Jackson took an experimental step on his bad leg, and then another. “No worse than it ever was.” He squinted up at the sky. “Looks like it’s comin’ daylight, anyhow.”
They made their way through the thick trees, heading up the rise of the hill. The ground began to level, and they came out on a flat plateau that overlooked a shallow, familiar valley. It was the Crowsnest. Tom recognized the distinctive shapes of one of the mountains, but he couldn’t pinpoint exactly where they’d landed. There was a subtle difference in the landscape.
“There’s lights down there,” Jackson said, pointing. “But it doesn’t look like Blairmore to me.”
Tom shook his head. “Nope. That town’s set right smack up against the mountain. Blairmore was more spread out than that. And there sure as blazes wasn’t any mountain that close to the town. And there wasn’t any highway down there, either, although that looks like railroad tracks.” He pointed his finger.

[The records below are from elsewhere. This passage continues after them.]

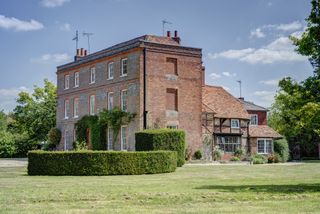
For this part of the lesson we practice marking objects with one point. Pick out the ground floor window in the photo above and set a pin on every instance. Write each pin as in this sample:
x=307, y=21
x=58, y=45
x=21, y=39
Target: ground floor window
x=124, y=140
x=265, y=146
x=228, y=143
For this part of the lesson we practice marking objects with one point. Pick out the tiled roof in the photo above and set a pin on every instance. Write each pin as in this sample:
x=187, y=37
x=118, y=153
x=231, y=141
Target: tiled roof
x=222, y=103
x=250, y=106
x=263, y=131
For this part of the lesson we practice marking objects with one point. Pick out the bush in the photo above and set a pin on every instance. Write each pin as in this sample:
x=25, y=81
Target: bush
x=162, y=139
x=259, y=159
x=7, y=147
x=239, y=153
x=234, y=158
x=281, y=147
x=217, y=153
x=198, y=155
x=54, y=137
x=100, y=162
x=274, y=158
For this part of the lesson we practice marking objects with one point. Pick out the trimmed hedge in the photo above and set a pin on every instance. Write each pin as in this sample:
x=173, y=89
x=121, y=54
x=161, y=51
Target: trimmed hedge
x=100, y=162
x=162, y=139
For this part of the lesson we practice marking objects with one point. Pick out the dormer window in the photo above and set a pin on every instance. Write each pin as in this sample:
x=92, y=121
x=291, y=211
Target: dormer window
x=235, y=123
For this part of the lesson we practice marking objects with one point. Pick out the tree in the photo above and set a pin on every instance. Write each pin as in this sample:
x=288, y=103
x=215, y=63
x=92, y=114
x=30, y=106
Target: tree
x=35, y=113
x=296, y=110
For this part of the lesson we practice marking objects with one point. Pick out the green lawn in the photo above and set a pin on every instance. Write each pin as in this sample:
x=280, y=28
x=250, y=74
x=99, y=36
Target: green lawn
x=191, y=189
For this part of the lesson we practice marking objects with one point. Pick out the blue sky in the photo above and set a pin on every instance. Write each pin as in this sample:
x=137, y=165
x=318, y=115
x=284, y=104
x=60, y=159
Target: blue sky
x=243, y=40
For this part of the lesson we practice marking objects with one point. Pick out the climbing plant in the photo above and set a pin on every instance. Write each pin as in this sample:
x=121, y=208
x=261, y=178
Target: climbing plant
x=114, y=119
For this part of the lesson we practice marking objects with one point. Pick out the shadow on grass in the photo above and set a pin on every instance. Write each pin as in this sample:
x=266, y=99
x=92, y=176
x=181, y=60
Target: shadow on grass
x=292, y=188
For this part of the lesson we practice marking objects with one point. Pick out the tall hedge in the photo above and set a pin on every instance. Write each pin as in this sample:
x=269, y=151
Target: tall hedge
x=162, y=139
x=100, y=162
x=281, y=147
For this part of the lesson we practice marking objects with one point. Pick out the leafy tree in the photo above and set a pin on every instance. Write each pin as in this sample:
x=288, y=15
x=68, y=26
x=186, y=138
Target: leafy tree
x=35, y=113
x=296, y=110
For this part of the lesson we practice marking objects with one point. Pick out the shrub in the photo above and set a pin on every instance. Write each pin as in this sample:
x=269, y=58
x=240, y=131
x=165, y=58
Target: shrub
x=234, y=158
x=54, y=137
x=100, y=162
x=162, y=139
x=259, y=159
x=239, y=153
x=281, y=147
x=7, y=147
x=217, y=153
x=198, y=155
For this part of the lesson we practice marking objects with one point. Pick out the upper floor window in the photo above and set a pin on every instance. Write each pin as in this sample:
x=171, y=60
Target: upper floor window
x=124, y=100
x=172, y=99
x=76, y=107
x=66, y=109
x=66, y=81
x=254, y=119
x=76, y=79
x=235, y=123
x=124, y=67
x=92, y=75
x=110, y=70
x=124, y=141
x=110, y=100
x=92, y=104
x=264, y=146
x=172, y=66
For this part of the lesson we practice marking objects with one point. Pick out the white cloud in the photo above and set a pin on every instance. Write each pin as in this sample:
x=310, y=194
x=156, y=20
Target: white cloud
x=49, y=58
x=8, y=97
x=273, y=82
x=19, y=25
x=53, y=3
x=296, y=25
x=257, y=33
x=280, y=50
x=214, y=76
x=65, y=27
x=265, y=95
x=228, y=74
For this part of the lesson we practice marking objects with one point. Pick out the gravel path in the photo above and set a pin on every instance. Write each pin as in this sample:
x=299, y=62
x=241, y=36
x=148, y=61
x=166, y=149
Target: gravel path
x=13, y=162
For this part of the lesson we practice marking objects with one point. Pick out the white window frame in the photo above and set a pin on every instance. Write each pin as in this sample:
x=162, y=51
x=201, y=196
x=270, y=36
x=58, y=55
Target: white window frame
x=265, y=151
x=66, y=81
x=121, y=138
x=92, y=75
x=92, y=103
x=76, y=79
x=110, y=68
x=256, y=116
x=66, y=108
x=66, y=133
x=110, y=104
x=122, y=62
x=109, y=141
x=231, y=123
x=122, y=100
x=76, y=107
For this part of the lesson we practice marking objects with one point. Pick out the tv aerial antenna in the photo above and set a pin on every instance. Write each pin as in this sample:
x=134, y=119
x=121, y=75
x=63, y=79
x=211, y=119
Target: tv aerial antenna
x=164, y=22
x=87, y=34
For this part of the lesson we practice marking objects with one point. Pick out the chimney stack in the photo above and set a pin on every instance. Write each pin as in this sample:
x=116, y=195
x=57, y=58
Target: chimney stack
x=176, y=37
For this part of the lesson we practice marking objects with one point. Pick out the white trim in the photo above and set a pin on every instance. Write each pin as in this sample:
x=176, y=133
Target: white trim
x=122, y=74
x=121, y=139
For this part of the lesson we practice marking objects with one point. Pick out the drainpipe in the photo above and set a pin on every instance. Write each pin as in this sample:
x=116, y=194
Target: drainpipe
x=145, y=112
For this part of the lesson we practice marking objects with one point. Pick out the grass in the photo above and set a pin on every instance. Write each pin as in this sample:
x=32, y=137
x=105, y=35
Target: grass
x=191, y=189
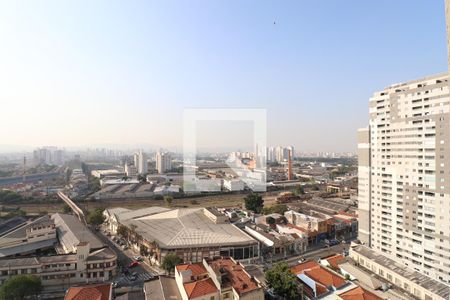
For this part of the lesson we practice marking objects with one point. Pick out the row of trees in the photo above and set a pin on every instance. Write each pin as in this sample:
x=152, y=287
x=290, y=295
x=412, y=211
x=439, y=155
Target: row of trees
x=283, y=282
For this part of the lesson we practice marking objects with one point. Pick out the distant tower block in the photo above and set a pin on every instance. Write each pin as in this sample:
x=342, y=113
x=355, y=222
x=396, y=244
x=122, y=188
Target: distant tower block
x=290, y=175
x=24, y=169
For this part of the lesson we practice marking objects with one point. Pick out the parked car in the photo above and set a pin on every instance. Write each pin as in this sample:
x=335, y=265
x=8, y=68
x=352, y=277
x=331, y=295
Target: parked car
x=334, y=242
x=133, y=264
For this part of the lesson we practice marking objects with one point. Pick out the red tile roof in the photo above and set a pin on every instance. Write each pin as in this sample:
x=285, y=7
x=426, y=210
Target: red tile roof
x=319, y=274
x=233, y=274
x=335, y=260
x=197, y=268
x=358, y=293
x=325, y=277
x=200, y=288
x=89, y=292
x=298, y=269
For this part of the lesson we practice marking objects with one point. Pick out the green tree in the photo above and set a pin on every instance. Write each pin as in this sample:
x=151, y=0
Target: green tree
x=299, y=190
x=170, y=261
x=66, y=209
x=143, y=250
x=20, y=287
x=142, y=178
x=169, y=200
x=282, y=281
x=254, y=202
x=122, y=231
x=277, y=208
x=96, y=217
x=158, y=197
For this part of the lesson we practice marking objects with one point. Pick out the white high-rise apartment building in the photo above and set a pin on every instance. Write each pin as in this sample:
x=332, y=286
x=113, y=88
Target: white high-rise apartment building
x=163, y=162
x=142, y=166
x=404, y=175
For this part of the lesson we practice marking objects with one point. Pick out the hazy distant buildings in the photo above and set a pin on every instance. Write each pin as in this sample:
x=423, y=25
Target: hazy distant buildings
x=404, y=179
x=48, y=155
x=130, y=170
x=142, y=165
x=279, y=153
x=163, y=162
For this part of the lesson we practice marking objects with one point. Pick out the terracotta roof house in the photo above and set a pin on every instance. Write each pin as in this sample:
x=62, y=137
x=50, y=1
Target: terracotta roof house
x=90, y=292
x=217, y=278
x=317, y=280
x=333, y=261
x=358, y=293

There was something else missing, something that sent a chill up Tom’s backbone. “There’s no Slide either, Jackson.” His voice didn’t reveal the growing apprehension he felt.

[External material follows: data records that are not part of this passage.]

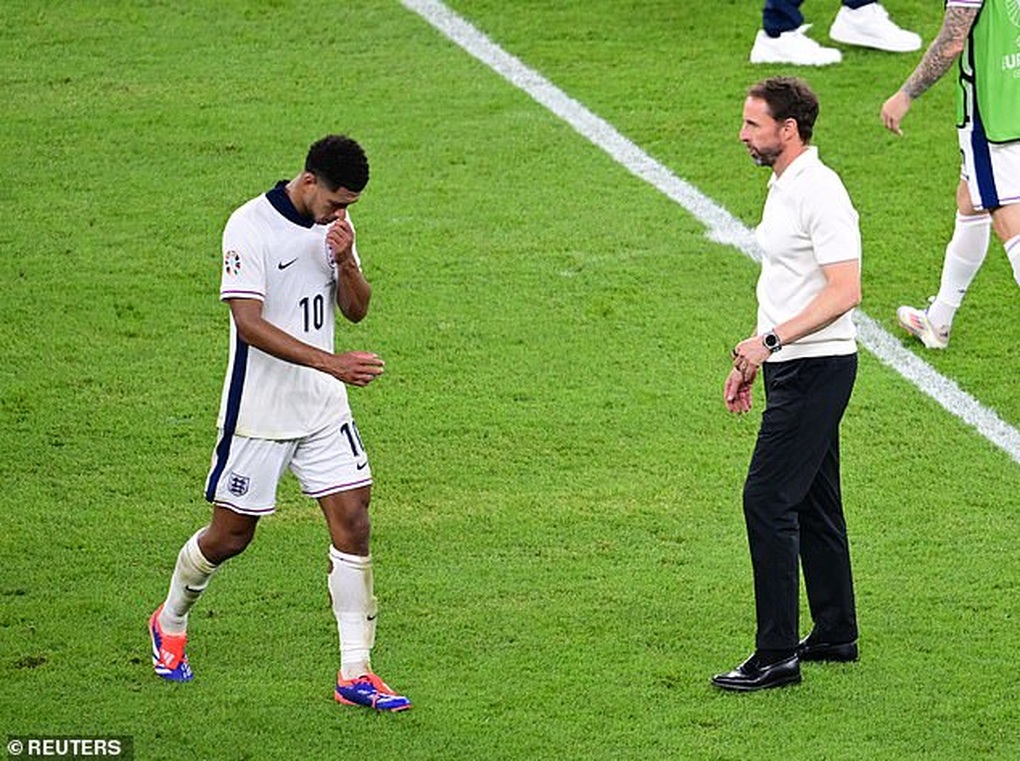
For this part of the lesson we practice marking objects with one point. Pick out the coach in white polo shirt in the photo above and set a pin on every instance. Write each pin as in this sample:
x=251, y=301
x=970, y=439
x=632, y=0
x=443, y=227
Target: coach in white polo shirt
x=805, y=344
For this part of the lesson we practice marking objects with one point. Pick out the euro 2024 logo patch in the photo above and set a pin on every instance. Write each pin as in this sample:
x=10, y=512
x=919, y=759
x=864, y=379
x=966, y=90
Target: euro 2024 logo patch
x=232, y=262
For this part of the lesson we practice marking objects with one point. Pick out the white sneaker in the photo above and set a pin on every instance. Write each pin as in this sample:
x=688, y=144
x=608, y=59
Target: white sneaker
x=870, y=27
x=916, y=322
x=793, y=47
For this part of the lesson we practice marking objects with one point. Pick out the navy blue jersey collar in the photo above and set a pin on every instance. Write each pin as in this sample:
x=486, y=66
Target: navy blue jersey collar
x=282, y=202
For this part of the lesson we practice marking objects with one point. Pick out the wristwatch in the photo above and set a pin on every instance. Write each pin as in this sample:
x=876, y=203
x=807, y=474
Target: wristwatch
x=771, y=342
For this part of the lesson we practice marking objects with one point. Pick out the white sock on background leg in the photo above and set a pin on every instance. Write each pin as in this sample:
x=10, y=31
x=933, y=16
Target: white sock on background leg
x=191, y=576
x=964, y=255
x=1013, y=251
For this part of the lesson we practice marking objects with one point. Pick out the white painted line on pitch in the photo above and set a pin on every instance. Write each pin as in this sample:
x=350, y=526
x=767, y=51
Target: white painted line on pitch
x=722, y=226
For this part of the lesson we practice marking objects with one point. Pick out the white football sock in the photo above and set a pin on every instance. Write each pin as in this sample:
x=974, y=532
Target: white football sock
x=191, y=576
x=1013, y=251
x=964, y=256
x=355, y=607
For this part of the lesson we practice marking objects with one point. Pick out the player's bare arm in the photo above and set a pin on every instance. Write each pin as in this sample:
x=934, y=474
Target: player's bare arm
x=353, y=291
x=355, y=368
x=945, y=49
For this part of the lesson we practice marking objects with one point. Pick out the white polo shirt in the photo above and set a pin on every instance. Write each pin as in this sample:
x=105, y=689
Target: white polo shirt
x=808, y=221
x=274, y=255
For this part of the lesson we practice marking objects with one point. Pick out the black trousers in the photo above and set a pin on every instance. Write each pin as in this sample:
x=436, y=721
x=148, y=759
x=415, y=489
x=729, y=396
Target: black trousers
x=793, y=503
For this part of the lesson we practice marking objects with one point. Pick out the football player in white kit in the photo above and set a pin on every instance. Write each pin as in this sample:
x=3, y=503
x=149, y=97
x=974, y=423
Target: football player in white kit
x=290, y=261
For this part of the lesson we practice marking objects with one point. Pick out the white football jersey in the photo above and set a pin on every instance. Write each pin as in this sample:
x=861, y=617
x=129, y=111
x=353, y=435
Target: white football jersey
x=273, y=254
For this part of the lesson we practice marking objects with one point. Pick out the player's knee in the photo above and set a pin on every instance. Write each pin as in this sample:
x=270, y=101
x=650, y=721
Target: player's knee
x=218, y=546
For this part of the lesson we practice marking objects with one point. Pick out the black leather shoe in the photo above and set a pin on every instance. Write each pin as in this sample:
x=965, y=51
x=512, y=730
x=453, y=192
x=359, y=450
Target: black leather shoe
x=751, y=675
x=826, y=651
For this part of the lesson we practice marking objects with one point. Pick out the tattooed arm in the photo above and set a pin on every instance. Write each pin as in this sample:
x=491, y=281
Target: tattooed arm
x=936, y=61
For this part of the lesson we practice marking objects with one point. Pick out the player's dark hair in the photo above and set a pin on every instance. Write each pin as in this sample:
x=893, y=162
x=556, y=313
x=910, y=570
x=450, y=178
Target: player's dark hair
x=340, y=162
x=788, y=98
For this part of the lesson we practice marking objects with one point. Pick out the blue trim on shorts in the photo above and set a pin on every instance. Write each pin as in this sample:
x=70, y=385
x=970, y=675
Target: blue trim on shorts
x=982, y=163
x=231, y=419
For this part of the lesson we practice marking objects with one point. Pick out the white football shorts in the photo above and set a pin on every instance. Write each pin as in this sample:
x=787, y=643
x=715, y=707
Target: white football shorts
x=245, y=472
x=991, y=170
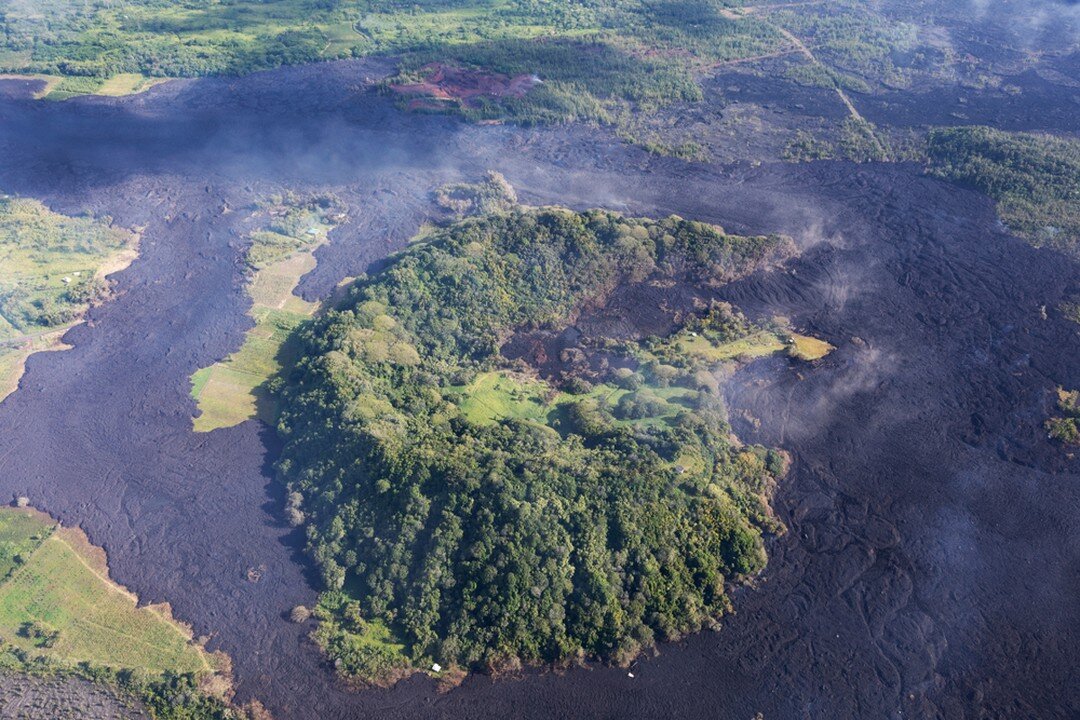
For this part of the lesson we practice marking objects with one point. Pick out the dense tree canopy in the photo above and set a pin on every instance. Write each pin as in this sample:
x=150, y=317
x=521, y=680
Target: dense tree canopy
x=494, y=543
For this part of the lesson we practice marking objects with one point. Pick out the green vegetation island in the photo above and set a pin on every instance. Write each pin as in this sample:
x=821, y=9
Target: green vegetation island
x=1034, y=178
x=471, y=511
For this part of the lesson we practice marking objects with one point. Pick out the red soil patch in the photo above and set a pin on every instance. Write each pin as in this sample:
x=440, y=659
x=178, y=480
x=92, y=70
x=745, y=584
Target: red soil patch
x=444, y=83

Jackson whistled, long and low, staring out over the valley, shaking his head. “That doesn’t seem possible. We must have got blown a fair distance away, that’s what it is. Well, let’s have a good look around up here and see if we can locate anything at all. If there was an explosion, you’d think there’d be emergency vehicles around. Someone must have heard something. We couldn’t be the only ones who survived.”
For the next half-hour, as the indigo sky became deep gray, then began to turn a faded gray-blue, they stumbled through pine woods searching for something – anything - that was familiar. But there was nothing anywhere to indicate buildings had ever existed on the hillside.
At last, back on the plateau where they’d begun, they had to admit de
feat.
“This is the damndest thing I’ve ever seen,” Jackson clapped his cold hands together and shoved them deep in the pockets of his jacket. “This hillside feels like the same place that Center was on, but there’s nothing here. No roads, no buildings, no parking lot. Sure as hell no people.”
“No truck, either.” Tom was looking out over the valley toward the flickering lights of the town. “Let’s go down there and find out what’s going on. Someone must have heard something. We’re going to have a to hike straight down the side of this mountain to get there, though. Wherever the road was, it’s disappeared.”
Jackson sighed and nodded. “Let’s get started then. It’s gonna be one hell of a long walk, and walkins’ not my strong suit with this game leg.”
Tom estimated that it took them the better part of an hour to make it to the outskirts of the little town.
Jackson’s injured leg gave out several times, and they had to sit and rest until he could again put weight on it. The sun came up, spilling rose and gold over a snow mountain peak, and slowly the icy chill in the high mountain air began to dissipate.
They crossed the railroad tracks and reached a roadway of sorts, a rough dirt track that led toward the village, and they slowly made their way along it.
“Something’s mighty screwy here,” Jackson muttered as they walked past the first buildings on the town’s outskirts. “This place looks like it’s straight out of the Old West, like some of those ghost towns in New Mexico. But this one’s inhabited. There’s all that smoke coming out of chimneys, which is another weird thing. It’s like nobody here ever heard of natural gas or oil or pollution.”
Tom, too, had the strangest feeling about the place. The buildings were most of wood, antiquated two-story affairs on either side of a wide, unpaved street. There was no concrete roadway, no streetlights, no neon signs. The sidewalks were wooden, many of the buildings had false fronts, and there were hitching rails all along the street instead of parking meters. There were no fast-food outlets, no filling stations.